Can anyone tell me why this will not compile/optimize?

  • I submitted a compiler bug report on your behalf to support@ti.com with a reference to you post. I included a project that should make it easy for them to duplicate the failure.

    #pragma MUST_ITERATE(16,16,16) also fails, as does using an intermediate variable for the assignment.

    Changing the = to += makes it pass the compiler, but of course that is not a work-around.

    Since your code seems to be accumulating the DOTP2 results, one workaround may be to clear the dst array when l=0, then always accumulate. I did not try this, but it would make sense to work well. You could use the UNROLL(2) for that accumulation loop, and maybe or maybe not for the clearing loop.

    Would that be an acceptable work-around?

  • I compiled this same source code in CGT v6.1.9 (currently the latest) to make sure the bug was not already fixed and the problem does still exist. As a result I have filed a bug (SDSCM00031482) on it. Hopefully this issue will be fixed in the next release of the code gen package.

    In the meantime please let us know if Randy's workaround suggestion is acceptable.

  • I also tried v6.1.9 and found the same.  Thanks for the suggestions Randy... luckily this particular piece of code is not particularly critical, so we're not too worried about optimization here.  I did find that if I manually unroll the first loop (the entire thing) then the compiler is happy.

  • Whenever you have enough of an answer, you may click Verify an Answer (I think) and we will quit throwing out more comments. :)

    WHen you said that you "manually unroll the first loop (the entire thing)", does that mean you replaced the for loop with 16 assignments? If so, I wonder if the optimizer was smart enough to recognize a repetitive pattern and put it back into a loop? That would be interesting to see in the listing/assembly file.

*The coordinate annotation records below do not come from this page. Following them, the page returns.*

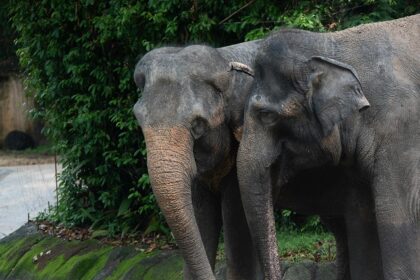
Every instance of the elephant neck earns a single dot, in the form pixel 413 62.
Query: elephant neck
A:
pixel 215 176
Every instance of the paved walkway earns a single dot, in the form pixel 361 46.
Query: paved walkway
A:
pixel 24 189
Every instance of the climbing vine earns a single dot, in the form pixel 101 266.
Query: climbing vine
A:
pixel 78 59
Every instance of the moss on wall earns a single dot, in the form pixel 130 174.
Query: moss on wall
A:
pixel 29 255
pixel 42 257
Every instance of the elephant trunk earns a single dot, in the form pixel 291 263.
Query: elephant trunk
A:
pixel 257 198
pixel 172 168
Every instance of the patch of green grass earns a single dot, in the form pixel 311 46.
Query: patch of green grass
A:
pixel 45 149
pixel 295 245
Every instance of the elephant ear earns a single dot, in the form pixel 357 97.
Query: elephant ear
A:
pixel 335 92
pixel 232 83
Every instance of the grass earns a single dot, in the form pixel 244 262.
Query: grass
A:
pixel 295 245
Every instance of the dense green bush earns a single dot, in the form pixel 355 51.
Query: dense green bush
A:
pixel 78 58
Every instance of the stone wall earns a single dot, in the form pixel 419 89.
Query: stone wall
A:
pixel 27 254
pixel 14 108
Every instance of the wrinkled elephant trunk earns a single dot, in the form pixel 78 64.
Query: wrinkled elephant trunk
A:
pixel 257 198
pixel 172 168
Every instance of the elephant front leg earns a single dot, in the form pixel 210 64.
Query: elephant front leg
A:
pixel 338 227
pixel 396 191
pixel 207 211
pixel 241 256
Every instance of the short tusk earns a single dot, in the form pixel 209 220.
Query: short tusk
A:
pixel 241 67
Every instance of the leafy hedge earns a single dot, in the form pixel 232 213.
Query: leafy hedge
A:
pixel 78 58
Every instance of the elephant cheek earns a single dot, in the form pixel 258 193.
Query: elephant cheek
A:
pixel 172 168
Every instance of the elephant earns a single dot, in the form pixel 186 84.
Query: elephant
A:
pixel 334 117
pixel 190 109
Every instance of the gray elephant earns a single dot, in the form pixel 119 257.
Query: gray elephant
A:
pixel 335 117
pixel 190 110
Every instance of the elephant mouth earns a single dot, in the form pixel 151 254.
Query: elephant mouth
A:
pixel 216 175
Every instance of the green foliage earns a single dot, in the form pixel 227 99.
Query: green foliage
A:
pixel 296 245
pixel 78 58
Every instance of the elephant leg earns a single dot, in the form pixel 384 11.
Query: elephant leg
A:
pixel 396 191
pixel 338 227
pixel 207 211
pixel 241 257
pixel 362 236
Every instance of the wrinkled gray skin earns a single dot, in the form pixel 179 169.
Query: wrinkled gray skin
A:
pixel 339 111
pixel 191 106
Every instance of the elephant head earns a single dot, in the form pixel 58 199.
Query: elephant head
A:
pixel 187 118
pixel 292 123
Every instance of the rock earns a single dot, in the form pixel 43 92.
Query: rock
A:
pixel 27 254
pixel 300 271
pixel 18 140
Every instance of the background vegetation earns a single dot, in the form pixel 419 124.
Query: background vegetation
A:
pixel 78 58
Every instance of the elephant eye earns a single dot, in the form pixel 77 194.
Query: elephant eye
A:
pixel 268 117
pixel 199 127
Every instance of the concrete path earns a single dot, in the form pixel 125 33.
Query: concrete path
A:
pixel 24 189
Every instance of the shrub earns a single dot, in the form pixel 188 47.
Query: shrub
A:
pixel 78 58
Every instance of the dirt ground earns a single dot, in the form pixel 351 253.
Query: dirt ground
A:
pixel 9 158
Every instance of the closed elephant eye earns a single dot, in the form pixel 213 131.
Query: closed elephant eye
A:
pixel 199 127
pixel 268 117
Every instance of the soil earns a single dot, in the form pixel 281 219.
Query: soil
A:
pixel 10 158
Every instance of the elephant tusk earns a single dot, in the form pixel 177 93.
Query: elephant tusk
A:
pixel 241 67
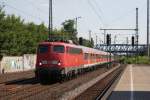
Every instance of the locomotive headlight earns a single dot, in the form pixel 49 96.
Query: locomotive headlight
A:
pixel 56 62
pixel 59 63
pixel 40 63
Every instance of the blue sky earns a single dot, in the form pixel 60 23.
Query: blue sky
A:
pixel 95 14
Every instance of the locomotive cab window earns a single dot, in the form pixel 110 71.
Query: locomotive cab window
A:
pixel 43 49
pixel 59 49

    You could also manually unroll the loop by doing what the compiler should have done with UNROLL(2):

    for ( ui_i = 0 ; ui_i < 16 ; ui_i+=2 )
          {
             pui_dst[ui_i]  = _dotp2(pui_hyp_buf[ui_i], pui_hyp_buf[ui_i]);
             pui_dst[ui_i+1]  = _dotp2(pui_hyp_buf[ui_i+1], pui_hyp_buf[ui_i+1]);
          }

    I must admit I did not try this to confirm the compiler will work with it, but if you care to try it and it fails, please let us know because that might be a different bug. It should work, and I would give it a very high probability of success.

  • Yes, by manually unrolling the entire loop I do mean replacing it with 16 assignments.  Neither the v6.1.6 nor the v6.1.9 compiler puts this back in a loop (I checked the assembly).

    What you propose, i.e. doing manually what UNROLL(2) would have done, does work.